I continue worried with what I posted last week: the fragility of human minds. The more I learn about social endocrynology, glands, neurotransmitters and cognitive neuroscience, the more I notice that the alleged "robustness" of cognition, usually attributed to a combination of plasticity and redundancy, is only robust to the sorts of challenges and problems an animal brain may encounter, problems like firmly memorizing the name of your significant other, hunting in different environments, getting old, and internal bleeding.
But if we had emulations, the sorts of shifts, tweaks and twists that can be done are numerously more than that, and they could well act on subsets of the mind which have no robustness at all, to Minsky's dismay. The fear here is that evolution selected for some kinds of robustness, and completely did not worry about others, and we will soon be able to modify minds in that way, inadvertently so.

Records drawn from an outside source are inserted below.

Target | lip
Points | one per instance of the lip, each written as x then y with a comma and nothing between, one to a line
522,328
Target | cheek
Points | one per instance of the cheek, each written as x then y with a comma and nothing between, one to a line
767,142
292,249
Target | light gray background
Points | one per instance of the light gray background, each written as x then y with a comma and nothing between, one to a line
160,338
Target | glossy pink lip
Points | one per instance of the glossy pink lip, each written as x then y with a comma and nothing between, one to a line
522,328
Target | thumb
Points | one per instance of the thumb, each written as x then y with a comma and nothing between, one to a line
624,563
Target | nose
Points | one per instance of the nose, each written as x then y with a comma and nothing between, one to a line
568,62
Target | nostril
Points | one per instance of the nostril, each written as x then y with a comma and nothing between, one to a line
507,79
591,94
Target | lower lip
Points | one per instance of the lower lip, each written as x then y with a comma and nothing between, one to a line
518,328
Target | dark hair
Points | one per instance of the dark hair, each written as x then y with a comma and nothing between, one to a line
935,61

For the second time while going through these posts: the more I think about Superintelligence and delve into it's literature, the more skeptical I'm becoming that we will make it through. Everything seems so brittle.
To check I understand: you are saying lack of robustness will make it easy to modify minds a lot?
I'm saying that the kind of robustness which minds/brains are famous for is not sufficient once you have a digital version of the brain, where the things you will change are of a different nature.
So current squishy minds and brains are robust, but they would not be robust once virtually implemented.
Responding to Paul's related skepticism in my other post:
But that seems to make it easier to specify a person precisely, not harder. The differences in observations allow someone to quickly rule out alternative models by observations of people. Indeed, the way in which a human brain is physically represented makes little difference to the kind of predictions someone would make.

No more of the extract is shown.